General Introduction
ChainForge is an open source visual programming environment designed for testing and evaluating the effectiveness of prompts for large language models (LLMs). It provides a data-flow cueing engineering environment through which users can quickly explore and analyze the impact of different cues on the response quality of LLMs.ChainForge supports a wide range of model providers, including OpenAI, HuggingFace, Anthropic, etc., allowing users to compare and evaluate multiple models in a single interface. The tool is particularly well suited for early-stage cue exploration and rapid iteration, helping users optimize cue and model settings for best response quality.
Function List
- Multi-model query: Query multiple LLMs at the same time to quickly test hint ideas and variants.
- Comparison of response quality: Comparing response quality across cues, models, and model settings.
- Visual assessment: Set up evaluation metrics and instantly visualize the results of prompts, parameters, models and settings.
- many rounds of dialogue: Conduct multiple rounds of dialog between template parameters and chat models, examining and evaluating the output of each dialog round.
- Templated Tips: Not only can you template prompts, but you can also template follow-up chat messages.

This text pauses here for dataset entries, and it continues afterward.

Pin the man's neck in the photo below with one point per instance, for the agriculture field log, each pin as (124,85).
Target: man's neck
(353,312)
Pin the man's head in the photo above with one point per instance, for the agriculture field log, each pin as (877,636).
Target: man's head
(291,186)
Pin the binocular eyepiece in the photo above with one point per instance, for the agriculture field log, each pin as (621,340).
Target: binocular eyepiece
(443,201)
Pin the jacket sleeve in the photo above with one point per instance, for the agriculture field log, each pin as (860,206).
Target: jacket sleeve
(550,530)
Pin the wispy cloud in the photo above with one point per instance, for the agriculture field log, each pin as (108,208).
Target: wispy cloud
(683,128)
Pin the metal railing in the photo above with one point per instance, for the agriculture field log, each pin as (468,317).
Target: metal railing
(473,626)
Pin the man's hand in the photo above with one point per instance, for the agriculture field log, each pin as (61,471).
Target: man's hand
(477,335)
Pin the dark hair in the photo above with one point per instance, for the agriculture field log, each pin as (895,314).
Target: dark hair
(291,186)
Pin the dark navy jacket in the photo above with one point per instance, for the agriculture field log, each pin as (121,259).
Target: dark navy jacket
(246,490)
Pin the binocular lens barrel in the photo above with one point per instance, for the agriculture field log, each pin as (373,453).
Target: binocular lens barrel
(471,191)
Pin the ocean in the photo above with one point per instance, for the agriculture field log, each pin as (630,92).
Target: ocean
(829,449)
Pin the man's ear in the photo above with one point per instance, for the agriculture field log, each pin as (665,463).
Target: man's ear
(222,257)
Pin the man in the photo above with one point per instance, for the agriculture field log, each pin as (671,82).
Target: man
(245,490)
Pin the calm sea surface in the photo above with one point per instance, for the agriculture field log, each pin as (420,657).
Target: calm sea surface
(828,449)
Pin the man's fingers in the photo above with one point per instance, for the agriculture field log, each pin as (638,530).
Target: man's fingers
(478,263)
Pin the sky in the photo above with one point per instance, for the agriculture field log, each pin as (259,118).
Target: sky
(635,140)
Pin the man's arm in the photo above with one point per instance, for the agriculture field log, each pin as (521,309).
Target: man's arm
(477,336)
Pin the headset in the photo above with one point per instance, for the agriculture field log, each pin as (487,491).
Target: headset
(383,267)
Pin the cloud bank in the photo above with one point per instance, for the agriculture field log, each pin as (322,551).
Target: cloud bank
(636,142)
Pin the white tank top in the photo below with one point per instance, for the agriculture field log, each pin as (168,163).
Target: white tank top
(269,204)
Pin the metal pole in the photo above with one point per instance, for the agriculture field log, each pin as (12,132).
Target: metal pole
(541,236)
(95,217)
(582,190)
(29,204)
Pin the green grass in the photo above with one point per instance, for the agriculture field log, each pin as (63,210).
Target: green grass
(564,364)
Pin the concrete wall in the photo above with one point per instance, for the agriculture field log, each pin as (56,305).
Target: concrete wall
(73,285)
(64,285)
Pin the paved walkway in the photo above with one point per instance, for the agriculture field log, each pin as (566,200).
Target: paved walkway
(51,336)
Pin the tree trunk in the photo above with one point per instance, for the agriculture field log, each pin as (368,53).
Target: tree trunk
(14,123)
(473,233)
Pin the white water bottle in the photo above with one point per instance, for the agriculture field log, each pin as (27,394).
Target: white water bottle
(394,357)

- Example Evaluation Streams: Provide multiple example assessment streams to demonstrate possible usage scenarios.
- Local and online installation: Supports local installations and online trials, providing flexibility of use.
- Multiple model support: Support for OpenAI, HuggingFace, Anthropic, Google PaLM2, Azure OpenAI, and many other model providers.
Using Help
Installation process
local installation
- Make sure Python 3.8 or later is installed.
- Run the following command to install ChainForge:
pip install chainforge
- After the installation is complete, run the following command to start the ChainForge server:
chainforge serve
- Open your browser and visit
localhost:8000
You can start using ChainForge now.
Installing with Docker
- Build the Docker image:
docker build -t chainforge .
- Run the Docker container:
docker run -p 8000:8000 chainforge
- Open your browser and visit
127.0.0.1:8000
You can start using ChainForge now.
Guidelines for use
- Setting the API Key: Click the Settings icon in the upper right corner and enter the API key for OpenAI, Anthropic, Google PaLM, etc.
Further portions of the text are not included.